I met with George and Hannah today. They are in their late 50’s and looking to retire. George’s employer super fund is invested in the funds more aggressive Growth option. They were concerned that they may not have enough money to retire on comfortably, and at the same time concerned about continuing to take what they believed to be relatively high investment risks with their super in retirement.
After spending some time sharing their future plans and their expected retirement expenditure needs, we calculated some lifelong cash flow projections for them. The results were very interesting.
Using reasonable assumptions regarding future inflation and Centrelink potential, the lifelong cash flow projections seemed to indicate that if they maintained their Growth type investments within their super, they may never run out of money.

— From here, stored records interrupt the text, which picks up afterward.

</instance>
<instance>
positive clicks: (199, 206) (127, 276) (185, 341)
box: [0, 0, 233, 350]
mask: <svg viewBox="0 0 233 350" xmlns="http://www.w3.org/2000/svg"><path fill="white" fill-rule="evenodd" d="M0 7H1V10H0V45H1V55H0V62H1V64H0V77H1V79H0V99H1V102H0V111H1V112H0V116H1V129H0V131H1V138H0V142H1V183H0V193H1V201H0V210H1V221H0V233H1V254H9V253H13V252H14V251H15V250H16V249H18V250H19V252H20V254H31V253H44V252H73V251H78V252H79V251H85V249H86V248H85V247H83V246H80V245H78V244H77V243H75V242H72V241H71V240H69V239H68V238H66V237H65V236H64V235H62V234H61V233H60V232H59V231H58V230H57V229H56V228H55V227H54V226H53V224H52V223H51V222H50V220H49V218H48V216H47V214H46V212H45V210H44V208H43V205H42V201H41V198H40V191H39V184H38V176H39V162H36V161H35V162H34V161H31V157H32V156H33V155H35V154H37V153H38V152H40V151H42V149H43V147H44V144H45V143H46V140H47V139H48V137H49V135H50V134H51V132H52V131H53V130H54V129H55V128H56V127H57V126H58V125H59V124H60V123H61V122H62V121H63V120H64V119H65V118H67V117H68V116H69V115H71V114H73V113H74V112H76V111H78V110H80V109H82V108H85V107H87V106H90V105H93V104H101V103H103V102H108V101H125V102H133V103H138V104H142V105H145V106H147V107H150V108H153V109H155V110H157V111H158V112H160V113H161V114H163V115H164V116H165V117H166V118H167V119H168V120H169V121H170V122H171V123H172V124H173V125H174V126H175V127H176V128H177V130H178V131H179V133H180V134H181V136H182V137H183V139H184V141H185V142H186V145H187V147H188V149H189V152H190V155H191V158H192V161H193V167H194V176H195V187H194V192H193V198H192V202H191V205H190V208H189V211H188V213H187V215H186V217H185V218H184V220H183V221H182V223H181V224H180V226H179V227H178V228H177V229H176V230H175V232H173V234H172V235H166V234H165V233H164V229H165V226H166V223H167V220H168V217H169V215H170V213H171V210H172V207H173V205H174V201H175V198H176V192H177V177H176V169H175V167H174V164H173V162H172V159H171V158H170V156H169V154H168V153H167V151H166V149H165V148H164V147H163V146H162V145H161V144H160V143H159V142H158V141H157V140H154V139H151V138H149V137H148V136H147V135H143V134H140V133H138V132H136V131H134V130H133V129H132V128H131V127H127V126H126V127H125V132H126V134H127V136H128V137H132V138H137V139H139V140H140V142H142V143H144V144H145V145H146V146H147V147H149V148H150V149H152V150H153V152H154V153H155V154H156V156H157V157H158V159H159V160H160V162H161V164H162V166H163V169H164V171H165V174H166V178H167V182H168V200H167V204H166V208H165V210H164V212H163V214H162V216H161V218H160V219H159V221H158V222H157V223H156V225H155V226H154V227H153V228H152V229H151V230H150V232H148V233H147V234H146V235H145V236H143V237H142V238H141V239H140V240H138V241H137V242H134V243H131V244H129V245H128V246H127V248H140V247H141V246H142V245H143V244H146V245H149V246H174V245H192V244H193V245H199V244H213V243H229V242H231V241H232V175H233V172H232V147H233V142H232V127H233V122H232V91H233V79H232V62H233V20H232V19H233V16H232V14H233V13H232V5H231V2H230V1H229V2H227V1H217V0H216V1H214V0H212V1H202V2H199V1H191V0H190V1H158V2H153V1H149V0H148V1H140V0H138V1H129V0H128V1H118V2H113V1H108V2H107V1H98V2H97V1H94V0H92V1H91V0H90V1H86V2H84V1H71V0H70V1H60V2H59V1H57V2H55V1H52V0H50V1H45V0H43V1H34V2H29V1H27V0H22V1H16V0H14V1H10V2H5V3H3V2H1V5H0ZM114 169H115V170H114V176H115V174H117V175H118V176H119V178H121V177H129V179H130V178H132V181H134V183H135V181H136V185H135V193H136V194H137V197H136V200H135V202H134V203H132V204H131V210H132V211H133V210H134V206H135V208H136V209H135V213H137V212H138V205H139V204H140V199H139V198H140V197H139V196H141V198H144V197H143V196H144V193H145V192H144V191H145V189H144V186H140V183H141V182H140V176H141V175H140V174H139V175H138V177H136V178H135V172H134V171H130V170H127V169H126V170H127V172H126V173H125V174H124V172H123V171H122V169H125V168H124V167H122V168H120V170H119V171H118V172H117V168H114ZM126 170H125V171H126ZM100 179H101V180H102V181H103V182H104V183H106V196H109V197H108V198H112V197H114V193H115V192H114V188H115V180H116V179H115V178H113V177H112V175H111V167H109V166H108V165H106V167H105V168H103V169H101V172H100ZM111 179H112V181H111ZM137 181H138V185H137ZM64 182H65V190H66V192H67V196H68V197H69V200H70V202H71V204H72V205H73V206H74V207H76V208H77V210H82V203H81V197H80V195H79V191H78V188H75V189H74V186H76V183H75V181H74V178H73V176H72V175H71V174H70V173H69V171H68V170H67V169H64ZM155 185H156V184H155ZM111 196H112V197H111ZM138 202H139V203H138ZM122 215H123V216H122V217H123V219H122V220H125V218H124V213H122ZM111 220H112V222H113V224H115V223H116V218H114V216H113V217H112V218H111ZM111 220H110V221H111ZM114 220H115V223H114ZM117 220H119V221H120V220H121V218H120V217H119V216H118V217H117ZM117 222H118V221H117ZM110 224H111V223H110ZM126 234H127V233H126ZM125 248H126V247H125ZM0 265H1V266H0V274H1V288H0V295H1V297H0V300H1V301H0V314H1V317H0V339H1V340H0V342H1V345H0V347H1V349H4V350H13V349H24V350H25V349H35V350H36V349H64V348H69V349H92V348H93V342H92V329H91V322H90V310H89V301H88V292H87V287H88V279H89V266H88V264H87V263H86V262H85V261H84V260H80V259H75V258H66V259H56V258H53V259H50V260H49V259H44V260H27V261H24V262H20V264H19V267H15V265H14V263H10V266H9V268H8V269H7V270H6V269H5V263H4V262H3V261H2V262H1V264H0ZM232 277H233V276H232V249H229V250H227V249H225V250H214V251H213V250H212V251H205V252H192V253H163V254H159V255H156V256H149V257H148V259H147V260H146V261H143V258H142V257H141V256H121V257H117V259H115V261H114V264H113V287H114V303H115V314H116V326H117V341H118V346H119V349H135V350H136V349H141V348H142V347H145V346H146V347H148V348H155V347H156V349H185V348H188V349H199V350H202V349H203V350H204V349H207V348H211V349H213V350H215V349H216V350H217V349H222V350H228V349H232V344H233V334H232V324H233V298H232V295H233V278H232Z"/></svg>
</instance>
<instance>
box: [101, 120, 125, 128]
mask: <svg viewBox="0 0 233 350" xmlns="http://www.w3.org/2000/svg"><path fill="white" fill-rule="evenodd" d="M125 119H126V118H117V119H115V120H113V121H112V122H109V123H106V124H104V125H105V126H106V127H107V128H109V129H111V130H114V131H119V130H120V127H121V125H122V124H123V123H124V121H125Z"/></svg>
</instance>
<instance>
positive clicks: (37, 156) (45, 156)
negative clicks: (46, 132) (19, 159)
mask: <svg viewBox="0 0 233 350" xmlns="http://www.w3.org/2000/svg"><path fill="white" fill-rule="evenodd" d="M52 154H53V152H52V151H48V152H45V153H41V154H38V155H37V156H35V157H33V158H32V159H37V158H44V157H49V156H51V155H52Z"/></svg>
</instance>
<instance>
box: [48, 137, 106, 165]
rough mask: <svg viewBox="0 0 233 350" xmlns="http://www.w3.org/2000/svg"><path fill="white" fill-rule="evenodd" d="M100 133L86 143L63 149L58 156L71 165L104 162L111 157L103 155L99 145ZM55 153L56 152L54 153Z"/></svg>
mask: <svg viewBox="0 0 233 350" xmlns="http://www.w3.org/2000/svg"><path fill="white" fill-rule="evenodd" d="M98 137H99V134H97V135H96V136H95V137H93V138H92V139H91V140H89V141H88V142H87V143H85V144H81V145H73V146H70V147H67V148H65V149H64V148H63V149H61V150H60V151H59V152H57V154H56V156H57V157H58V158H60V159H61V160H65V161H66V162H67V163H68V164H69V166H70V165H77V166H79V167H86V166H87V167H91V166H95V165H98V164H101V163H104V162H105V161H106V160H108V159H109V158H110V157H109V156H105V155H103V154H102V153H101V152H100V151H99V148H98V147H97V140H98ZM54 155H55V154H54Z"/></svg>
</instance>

Whilst this was good news, it didn’t really help ease their anxiety about how much investment risk they had in their super fund.
So we re-calculated the lifelong cash flow projections using more modest returns that would be expected from a more Cautious portfolio. To their surprise and delight, the results seemed to indicate that they would still achieve their retirement cash flow needs until a ripe old age.
Granted trying to predict the future is impossible, however without the benefit of considering life long cash flow projections, I find many retirees have their retirement nest eggs invested in portfolio’s that contain a greater investment risk than they feel comfortable with.
In my experience concerns about money, and specifically about running out of money too early causes a great deal of anxiety for retirees.
Investing in retirement should not be about achieving the highest return. It should be about achieving an appropriate return within the level of investment risk that allows you to sleep at night and still achieve your retirement lifestyle.